Danse avec les mots (poésie)
Ah quel jour !
Ce matin il me vint de penser à toi comme il vient au volcan le souffle de la terre : Irrésistiblement !
Cette forge, du temps ouvrant une articulation forcée, j’entrepris de faire croître démesurément la pause, et demandai l’aide des mots pour te composer un poème.
Je les ai convoqué ce jour de pluie, certain qu’en ce temps, ils ne pouvaient avoir envie de danser sur la feuille blanche et de conter tout à leur guise.
Je voulais te parler des monts chauves, des narcisses embaumant les prés, des cours d'eau opalescents qui glissent dès l’aube en silence et que regardent passer les biches.
Je voulais te parler des titanesques blocs de granit, qui protègent les fleurs des genêts, fièrement portés par leurs pieds enfoncés dans la silice, au flanc de collines jumelles.
Des Marasmes des Oréades qui poussent en ronds de sorcières que ramassent les enfants.
De l'odeur sucrée des cèpes qui court à travers le petit matin sous les arbres de haute futaie
J'ai préparé la page vierge et le stylo à l'encre bleue, que j'ai posés sur mon bureau.
J'ai collé mon front aux vitres pour m'inspirer des paysages qui découpent l'horizon.
Puis j'ai pris place sur la chaise qui porte les deux coussins bleus sur lesquels tu fus assise
Je voulais trouver des proses qui parlent d'Aubrac et des Causses et des chevaux qui s'y promènent.
Du grand lac brumeux de Laval au fond des gorges de la Truyère, que je voulais te montrer sous le bramement du vieux cerf quand reviennent ses échos qui font frissonner les pêcheurs.

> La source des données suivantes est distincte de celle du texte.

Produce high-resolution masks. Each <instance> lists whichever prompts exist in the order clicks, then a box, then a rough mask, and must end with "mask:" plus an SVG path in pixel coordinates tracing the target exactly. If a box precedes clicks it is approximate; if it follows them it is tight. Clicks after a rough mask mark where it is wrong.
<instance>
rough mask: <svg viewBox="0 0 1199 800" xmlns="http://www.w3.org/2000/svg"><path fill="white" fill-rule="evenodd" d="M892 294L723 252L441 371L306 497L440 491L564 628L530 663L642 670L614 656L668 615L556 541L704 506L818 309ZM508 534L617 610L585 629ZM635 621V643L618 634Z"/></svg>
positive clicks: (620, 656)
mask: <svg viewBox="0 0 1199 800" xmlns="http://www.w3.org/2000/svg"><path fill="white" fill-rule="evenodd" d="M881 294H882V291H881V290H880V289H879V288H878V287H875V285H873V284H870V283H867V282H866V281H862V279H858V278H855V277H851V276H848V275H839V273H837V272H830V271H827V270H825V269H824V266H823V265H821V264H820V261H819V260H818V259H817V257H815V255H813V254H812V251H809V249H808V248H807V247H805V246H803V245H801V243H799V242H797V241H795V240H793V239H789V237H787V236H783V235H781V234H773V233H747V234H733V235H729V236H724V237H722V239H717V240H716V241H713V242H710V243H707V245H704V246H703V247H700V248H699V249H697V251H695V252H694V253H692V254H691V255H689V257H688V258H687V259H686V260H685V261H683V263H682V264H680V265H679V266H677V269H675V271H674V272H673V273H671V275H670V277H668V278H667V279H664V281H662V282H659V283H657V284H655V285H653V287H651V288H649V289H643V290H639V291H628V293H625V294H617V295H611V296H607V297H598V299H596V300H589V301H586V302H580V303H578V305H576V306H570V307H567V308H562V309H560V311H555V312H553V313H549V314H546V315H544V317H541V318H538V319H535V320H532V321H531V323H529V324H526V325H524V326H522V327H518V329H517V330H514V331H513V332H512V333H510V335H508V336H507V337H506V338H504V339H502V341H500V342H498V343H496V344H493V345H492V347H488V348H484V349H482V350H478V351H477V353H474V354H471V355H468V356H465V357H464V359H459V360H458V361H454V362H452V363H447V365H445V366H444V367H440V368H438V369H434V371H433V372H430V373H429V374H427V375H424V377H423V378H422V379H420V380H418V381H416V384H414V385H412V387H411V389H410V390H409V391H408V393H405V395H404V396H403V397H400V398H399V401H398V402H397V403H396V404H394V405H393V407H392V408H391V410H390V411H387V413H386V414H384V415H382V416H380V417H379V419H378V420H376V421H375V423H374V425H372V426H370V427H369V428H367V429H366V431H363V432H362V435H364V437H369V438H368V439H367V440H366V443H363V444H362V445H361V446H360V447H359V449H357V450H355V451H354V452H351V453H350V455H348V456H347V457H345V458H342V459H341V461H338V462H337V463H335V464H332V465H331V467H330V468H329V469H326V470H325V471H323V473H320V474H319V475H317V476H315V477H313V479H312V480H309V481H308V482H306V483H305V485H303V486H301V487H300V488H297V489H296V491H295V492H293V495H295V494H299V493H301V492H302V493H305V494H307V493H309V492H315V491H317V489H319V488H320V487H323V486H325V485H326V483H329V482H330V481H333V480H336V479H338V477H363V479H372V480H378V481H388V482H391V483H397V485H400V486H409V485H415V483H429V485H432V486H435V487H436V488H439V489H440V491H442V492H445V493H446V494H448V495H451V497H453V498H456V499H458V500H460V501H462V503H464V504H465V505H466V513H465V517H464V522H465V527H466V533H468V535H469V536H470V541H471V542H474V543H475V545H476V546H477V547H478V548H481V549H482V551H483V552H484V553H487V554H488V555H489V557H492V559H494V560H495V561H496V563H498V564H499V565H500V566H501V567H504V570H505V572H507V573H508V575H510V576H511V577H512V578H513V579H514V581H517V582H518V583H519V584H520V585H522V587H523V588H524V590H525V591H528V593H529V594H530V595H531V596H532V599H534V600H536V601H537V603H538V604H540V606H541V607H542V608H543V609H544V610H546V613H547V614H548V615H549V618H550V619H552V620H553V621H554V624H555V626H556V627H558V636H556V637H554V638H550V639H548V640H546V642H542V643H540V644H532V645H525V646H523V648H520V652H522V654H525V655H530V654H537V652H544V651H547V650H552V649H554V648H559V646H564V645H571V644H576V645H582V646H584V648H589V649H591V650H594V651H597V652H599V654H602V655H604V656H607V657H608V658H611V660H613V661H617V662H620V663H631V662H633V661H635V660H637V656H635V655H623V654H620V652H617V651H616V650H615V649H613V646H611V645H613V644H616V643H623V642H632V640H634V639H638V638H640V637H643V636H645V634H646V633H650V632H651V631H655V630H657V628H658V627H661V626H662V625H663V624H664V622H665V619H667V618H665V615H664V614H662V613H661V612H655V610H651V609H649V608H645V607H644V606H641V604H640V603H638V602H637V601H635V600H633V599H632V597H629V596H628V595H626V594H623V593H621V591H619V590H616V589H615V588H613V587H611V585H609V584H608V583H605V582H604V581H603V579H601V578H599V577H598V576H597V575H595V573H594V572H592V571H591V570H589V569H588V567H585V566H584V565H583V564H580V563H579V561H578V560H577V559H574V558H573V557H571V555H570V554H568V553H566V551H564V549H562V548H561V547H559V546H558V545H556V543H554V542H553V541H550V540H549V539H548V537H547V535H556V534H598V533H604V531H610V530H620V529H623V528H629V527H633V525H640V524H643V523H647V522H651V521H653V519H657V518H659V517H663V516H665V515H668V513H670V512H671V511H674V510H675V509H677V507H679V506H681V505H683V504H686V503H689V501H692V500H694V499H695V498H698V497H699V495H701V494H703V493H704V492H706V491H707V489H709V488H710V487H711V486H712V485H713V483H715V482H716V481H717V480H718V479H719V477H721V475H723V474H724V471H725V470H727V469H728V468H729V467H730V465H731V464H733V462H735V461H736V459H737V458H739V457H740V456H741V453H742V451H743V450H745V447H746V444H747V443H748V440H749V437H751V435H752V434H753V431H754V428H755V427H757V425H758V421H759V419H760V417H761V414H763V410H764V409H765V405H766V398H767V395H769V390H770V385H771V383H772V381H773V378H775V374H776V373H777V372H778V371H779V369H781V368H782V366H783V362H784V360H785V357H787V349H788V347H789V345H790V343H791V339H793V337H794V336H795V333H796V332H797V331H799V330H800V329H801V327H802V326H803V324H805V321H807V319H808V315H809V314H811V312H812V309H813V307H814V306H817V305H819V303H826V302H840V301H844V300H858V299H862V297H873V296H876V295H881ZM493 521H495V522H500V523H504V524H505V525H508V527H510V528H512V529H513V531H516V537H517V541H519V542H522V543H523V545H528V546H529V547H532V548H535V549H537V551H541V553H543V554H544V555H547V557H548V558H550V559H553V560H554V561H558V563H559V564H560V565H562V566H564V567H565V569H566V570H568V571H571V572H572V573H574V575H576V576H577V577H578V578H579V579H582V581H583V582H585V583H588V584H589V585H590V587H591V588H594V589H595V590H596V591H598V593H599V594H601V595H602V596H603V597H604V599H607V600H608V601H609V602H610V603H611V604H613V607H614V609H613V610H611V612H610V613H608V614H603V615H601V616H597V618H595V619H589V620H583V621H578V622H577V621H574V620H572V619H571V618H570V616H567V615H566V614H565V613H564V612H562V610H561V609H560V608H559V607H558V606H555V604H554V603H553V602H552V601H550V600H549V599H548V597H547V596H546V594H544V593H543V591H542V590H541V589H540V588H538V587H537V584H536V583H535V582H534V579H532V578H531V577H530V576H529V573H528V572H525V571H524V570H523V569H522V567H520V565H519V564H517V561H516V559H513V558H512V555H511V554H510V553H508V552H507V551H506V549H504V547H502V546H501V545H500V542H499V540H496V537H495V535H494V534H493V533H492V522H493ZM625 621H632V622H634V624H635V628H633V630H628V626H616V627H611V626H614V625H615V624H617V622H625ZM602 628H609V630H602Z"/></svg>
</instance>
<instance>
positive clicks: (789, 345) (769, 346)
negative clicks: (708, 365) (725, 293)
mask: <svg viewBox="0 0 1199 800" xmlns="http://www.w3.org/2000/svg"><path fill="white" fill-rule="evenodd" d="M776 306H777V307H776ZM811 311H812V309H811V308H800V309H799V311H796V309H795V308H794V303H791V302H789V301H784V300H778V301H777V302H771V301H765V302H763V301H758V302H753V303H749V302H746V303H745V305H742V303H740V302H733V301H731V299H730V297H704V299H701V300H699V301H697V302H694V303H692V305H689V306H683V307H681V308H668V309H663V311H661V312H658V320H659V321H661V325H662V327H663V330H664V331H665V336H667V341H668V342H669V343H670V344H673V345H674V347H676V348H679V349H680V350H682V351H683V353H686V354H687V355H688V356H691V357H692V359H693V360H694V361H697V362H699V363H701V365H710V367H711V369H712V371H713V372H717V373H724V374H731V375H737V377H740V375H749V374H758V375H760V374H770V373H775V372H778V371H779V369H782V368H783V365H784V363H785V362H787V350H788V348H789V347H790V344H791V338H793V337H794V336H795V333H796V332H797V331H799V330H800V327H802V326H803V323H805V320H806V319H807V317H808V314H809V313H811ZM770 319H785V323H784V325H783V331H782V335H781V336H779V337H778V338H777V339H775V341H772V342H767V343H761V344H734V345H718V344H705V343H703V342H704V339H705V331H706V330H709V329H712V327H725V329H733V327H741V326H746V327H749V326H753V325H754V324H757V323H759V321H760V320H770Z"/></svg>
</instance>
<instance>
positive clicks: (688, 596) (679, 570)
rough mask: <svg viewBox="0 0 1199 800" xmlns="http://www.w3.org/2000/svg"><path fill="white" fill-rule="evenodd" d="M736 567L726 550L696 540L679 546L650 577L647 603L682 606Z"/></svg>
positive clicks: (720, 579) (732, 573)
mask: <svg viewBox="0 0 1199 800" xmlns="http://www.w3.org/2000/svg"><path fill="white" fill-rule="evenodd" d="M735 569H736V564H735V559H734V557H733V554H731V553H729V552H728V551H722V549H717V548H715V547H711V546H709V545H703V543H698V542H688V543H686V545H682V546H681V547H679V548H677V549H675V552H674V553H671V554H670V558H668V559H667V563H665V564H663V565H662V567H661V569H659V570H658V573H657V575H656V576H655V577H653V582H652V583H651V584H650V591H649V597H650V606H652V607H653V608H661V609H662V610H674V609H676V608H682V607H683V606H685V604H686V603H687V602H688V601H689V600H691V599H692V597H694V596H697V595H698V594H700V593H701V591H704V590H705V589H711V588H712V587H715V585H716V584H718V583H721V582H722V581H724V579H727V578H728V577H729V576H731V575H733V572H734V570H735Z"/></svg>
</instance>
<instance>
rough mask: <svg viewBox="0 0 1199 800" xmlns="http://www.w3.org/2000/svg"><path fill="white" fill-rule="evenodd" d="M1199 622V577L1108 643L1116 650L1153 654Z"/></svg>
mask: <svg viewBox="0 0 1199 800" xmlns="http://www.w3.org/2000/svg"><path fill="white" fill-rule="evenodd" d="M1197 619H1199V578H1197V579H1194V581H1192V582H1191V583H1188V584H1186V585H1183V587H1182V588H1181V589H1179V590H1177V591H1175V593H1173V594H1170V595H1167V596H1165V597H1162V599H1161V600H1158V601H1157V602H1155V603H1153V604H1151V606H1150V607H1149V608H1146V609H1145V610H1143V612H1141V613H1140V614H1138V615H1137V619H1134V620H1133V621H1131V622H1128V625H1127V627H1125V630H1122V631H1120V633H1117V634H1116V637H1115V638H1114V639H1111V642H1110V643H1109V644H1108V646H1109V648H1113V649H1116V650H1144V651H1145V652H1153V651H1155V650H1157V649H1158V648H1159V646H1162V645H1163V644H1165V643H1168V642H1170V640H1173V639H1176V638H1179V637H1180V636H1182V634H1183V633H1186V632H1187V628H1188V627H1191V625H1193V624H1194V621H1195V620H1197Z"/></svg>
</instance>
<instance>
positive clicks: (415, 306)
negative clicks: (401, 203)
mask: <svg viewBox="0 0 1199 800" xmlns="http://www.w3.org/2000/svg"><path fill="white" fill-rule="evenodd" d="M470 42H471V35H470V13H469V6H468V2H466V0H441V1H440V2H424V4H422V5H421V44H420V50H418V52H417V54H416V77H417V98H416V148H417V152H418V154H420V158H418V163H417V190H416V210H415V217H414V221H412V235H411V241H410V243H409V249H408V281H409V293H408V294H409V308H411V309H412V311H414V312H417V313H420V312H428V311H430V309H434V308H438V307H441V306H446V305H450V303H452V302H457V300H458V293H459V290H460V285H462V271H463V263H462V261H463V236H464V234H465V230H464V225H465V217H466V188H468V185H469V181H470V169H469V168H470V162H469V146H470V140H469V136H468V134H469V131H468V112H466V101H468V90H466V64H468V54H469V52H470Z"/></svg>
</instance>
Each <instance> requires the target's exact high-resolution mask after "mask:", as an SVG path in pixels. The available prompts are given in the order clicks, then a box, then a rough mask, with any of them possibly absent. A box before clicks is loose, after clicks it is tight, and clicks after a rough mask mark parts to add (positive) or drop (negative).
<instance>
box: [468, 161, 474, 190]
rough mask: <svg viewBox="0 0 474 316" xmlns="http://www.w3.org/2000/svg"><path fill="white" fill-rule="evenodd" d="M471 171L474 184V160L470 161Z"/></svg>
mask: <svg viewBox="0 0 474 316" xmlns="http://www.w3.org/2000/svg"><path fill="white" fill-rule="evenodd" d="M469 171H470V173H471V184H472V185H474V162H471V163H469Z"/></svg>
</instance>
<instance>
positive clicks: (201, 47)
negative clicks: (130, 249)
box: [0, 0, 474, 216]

Des rues fantômes de la ville, où courent toutes les rumeurs depuis que tu es partie, et du ciel gris qui recouvre les regards voilés aux fenêtres, qui te remplacent par chaque femme qui me salue, et que je croise en te cherchant.
Je voulais peindre à l’huile fine, les mots de couleurs magiques qui conserveraient jusqu’à toi, les lumières vives du soleil.
Je voulais les enfermer sous le cachet rouge de ma lettre, mais je n'ai pas pu te décrire ces paysages et ces mouvements.
Sur la feuille où je les posais, les mots n'ont pas obéi. Ils se sont donné la main et ont formé d'étranges phrases.
Ils ont espionné mes pensées pour déceler ce que je pense et te l'écrire à mon insu.
Ils prirent des chemins interdits pour voler la clef de mon coeur et lire ce qui s'y trouvait.
Croyant tromper ma vigilance ils tentèrent alors de t'écrire tout ce qu'ils venaient d'apprendre.
Redoutant mes yeux agiles ils se déplacèrent en ronde pour rédiger des paragraphes.
Ils voulaient que tu les lises, mais j’aurais vaincu Achille pour les empêcher d'agir.
Antirationnels et libres, les mots ne savent pas ce qu’ils font à répéter ces choses-là.
Nous fîmes alors ce compromis de ne te donner à savoir que les mots savent des secrets.